Once upon a time, Hazel sewed her family's clothes. She lived in an era when there were no department stores or major clothing labels. And Hazel's family couldn't afford the services of the nearest tailor, so Hazel sewed because that's what was necessary to survive. And because it was necessary to survive, Hazel taught this skill to her daughter Sarah.
When Sarah grew up and had her own family, she found that this skill was no longer a necessity. For a reasonable cost, and with the aid of a department store or a catalog, she could contract someone else to do the hard work of measuring and cutting and stitching. But even though she didn't need to sew anymore, Sarah still pulled out the Singer from time to time. She'd sit down with her daughter Kimberly in her lap and make a garment or two around Christmas. Sarah did this because the feel of the thread on her fingertips and the vibrations of the sewing machine on her palms reminded her of her mother, and she wanted to give some of those memories to her child.

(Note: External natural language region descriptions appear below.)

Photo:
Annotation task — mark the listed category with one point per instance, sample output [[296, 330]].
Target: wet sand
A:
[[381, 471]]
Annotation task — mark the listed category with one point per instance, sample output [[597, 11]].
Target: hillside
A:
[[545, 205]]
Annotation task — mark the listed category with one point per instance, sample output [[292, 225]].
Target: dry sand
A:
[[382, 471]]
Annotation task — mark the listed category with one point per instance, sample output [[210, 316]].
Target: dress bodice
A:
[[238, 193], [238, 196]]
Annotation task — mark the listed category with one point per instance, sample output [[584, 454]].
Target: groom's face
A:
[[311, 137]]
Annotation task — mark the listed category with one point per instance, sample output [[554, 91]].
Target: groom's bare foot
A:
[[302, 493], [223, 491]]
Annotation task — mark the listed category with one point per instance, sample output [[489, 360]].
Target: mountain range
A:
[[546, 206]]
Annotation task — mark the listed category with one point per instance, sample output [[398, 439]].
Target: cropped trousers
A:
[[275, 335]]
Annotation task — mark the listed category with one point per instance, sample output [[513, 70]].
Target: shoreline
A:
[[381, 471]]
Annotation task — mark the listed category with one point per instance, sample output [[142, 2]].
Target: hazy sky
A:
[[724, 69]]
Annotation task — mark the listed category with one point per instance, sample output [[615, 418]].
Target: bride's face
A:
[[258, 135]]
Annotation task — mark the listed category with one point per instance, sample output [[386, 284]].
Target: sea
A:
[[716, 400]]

But Kimberly couldn't even tell you how to thread a needle anymore. Her grandmother sewed out of necessity. Her mother sewed out of nostalgia. But Kimberly doesn't sew at all because, without necessity, nostalgia rarely makes it to the second generation.

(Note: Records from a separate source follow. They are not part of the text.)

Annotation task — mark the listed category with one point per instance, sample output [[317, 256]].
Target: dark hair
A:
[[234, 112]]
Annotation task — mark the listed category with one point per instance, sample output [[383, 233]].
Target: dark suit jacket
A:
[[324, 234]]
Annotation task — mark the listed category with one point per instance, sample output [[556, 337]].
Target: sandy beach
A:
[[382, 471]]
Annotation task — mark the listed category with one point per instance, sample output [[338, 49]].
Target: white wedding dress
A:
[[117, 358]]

The Christian faith is necessary. You are dead without it and nothing in this world can replace the salvation that Jesus gives to those who hear and believe His Word. But when your pastor doesn't see you for months at a time, when you let every conflict bump the Divine Service off your Sunday schedule, when you never talk theology with your children, you teach them that the Word of God is nothing more than a trinket we pull out of the closet whenever we want to taste the sweetness of our familial heritage. And when you teach that to your children, your children will not grow up to be Christians. They will not believe anymore than Kimberly sews.